If at all the set-square was used, it was to enact scenes from the latest Bollywood blockbuster. Two fingers into the cavity of the set-square...and you had your private pistol. And with one pistol on either hand...the sense of empowerment was supreme! Set-squares were your favorite tool, even if the tips were blunt! You jumped from desk to desk...as if jumping over bogies of a running train...and covered the entire length and breadth of the class...with your set-squares all drawn out...shooting smugglers and dacoits and other dregs of human society. Just before Pandey Sir came for the next class, you took care to wipe off the trail of footprints on the desks...yes, with your bare hands...and a dash of saliva...so that the desks looked bright and clean once again!
For variety, the set-squares doubled up as a saw. If you didn't get along with the buddy who shared the same desk as you, at the opportune moment, you tried your best to saw his fingers off with the set-square!!

The divider was the most lethal equipment in the box. The school could very well have banned the divider. It served no academic purpose whatsoever. It was much later in life that Google told us that it is used for "transferring measurements". Till then, the divider served exactly two purposes- etching your name on the desk for posterity and as a weapon which you brandished when the gang wars in class got ugly!
And yes, during the short recess, the less squeamish took turns to hurl the divider from the teacher's platform to a particular desk which served as the target. If the divider hit the target and stayed sunk into the desk without ricocheting, you won a round of applause!

The compass box doubled up as your compact dust-bin. You sharpened your pencils and let the shavings and the fine lead particles litter the insides of the box. It was convenient. It's only when you pulled out the protractor and placed it on the white answer paper, that you realized your semester-long folly. The paper lay smeared with an ugly lead stain transferred from the face of the protractor. The frantic working of the eraser made matters worse, for the eraser was equally smudged with the same lead filings!
The solution was of course simple- a vigorous rub on the navy blue trousers should clean up the protractor. It did- the protractor was now squeaking clean- the lead powder was cleaned up and so were all the markings on the protractor!! The next 45 degree angle was marked with a generous dose of imagination!

The compass was the most complicated of the lot. A brand new box brought its own challenges. The compass leg just wouldn't budge. If at all it did, it was with a sudden convulsive spurt so that you overshot your reading. Otherwise, it fell well short of it...and the very next twitch took it beyond.. once again! It was exasperating. If you got the legs spread apart to the correct measurement, the legs didn't match up in length. The pencil was either too short or long or broken. The long and short of it is that...it  just wouldn't swivel around. It was like trying to pirouette on the ballet stage on a broken foot!
"A hand-me down compass box" from an older sibling put you on a different sticky wicket. The compass legs seem to have an animated life of their own...and suddenly walked way when you were three-quarters into your circle! It didn't look like a circle anymore! "Gadha! If you draw circles like that, you will get a big anda ("egg") on your paper!" Ms Clare hollered.
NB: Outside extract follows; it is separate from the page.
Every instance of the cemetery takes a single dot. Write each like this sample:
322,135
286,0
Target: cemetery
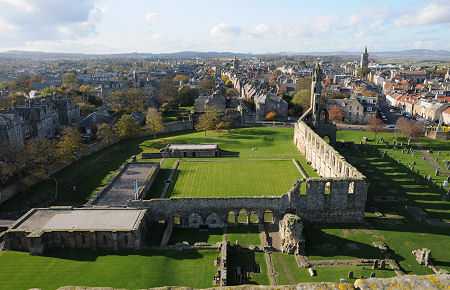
270,206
Many a mighty had egg on their faces getting the compass to work.  It was frustrating...and seemed an endless exercise in futility. Reduced to tears in the examination hall, Mehernosh grabbed the unyielding compass maniacally and with the ferocity of an assassin armed with a dagger, he punched holes one after the other...in successive thrusts... into the answer sheet. Clearly, he had lost the plot. We didn't know what he would do next.

Harpreet Singh sat on the adjoining desk...his hair tied in a braid, with a little bob at the top.  He quietly removed the shining "kadaa" (bangle) from his wrist...and with a little nudge, slipped it into Mehernosh's palm. Mehernosh drew the best circles from then on....with effortless ease. He "estimated" the position of the center and used the compass to punch a little hole so that Ms Clare wouldn't get suspicious.
If circles of different dimensions were needed, he only had to whistle softly to Amarpal who wore a bigger kadaa!

On those dull and dreary days, when time hung still and the monotony of the History class...brought students to the brink of extinction... due to sheer boredom, the compass box was your best friend.
You simply tipped it off from the edge of the desk. It crashed to the floor with the most deafening noise... the metal case flying to one side...and the contents...scattering across the terrain of the class!
It was such a relief! The students now breathed more easily.... suddenly freed from the fetters of the suffocating environs.
And yes, you took your own sweet time..to get below the desks...and pick up one item at a time...a set-square here....and a compass there!